Entry Points Help Find the Way

Orangeville, ON (My Corner Office) I received an e-mail asking how to best promote an upcoming book last month. In my opinion, the book was organized as nuggets of wide-ranging wisdom, a book that works when it is written by someone whose reputation precedes them but is not a complete unknown. It would have been better for the author to begin with a more focused problem-solving guide from which the reader could more easily learn and then proceed to the guru-style volume.

As an example of this in another medium, I have seen the same problem with blogs written for repeat readers. In these blogs, each blog post makes sense only if the reader already understands the context. First-time visitors may have difficulty getting oriented or finding self-contained information. For the newcomer, such a blog presents an unnecessarily high barrier to entry. Trust, commitment, and patience are necessary to derive value from it.

Look at products, websites, or any presentation of information from the viewpoint of someone who does not yet know you. Does your item allow easy entry for a stranger, or does it require prior knowledge? If this is the case, either revise it or add a “start here” description.

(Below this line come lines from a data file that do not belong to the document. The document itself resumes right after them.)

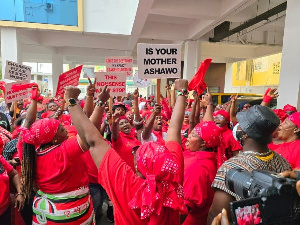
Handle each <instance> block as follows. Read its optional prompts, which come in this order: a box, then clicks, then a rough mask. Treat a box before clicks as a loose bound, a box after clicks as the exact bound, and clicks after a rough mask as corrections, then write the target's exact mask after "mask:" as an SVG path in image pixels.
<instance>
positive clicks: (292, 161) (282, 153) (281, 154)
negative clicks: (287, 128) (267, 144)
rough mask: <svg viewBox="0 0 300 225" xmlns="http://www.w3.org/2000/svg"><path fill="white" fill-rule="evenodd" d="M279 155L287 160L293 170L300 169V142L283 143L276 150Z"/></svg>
mask: <svg viewBox="0 0 300 225" xmlns="http://www.w3.org/2000/svg"><path fill="white" fill-rule="evenodd" d="M275 152H277V153H278V154H279V155H281V156H282V157H283V158H285V159H286V160H287V161H288V162H289V163H290V164H291V166H292V169H295V168H300V140H296V141H293V142H288V143H283V144H281V145H280V147H279V148H277V149H275Z"/></svg>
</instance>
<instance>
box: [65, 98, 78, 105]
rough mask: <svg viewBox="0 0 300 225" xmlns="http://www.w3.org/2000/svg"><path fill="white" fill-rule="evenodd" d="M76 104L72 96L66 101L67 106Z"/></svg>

  1. The best websites are customer-centric. They’re designed to provide the information visitors seek and to present it in an interesting, organized fashion. They let the customer see the real you, which then builds trust.


  2. A clear and simple title helps readers find their way around, whether they came from inside or outside the site. It helps a reader get oriented when there’s an introduction or introductory sentence that specifies the topic and the target audience.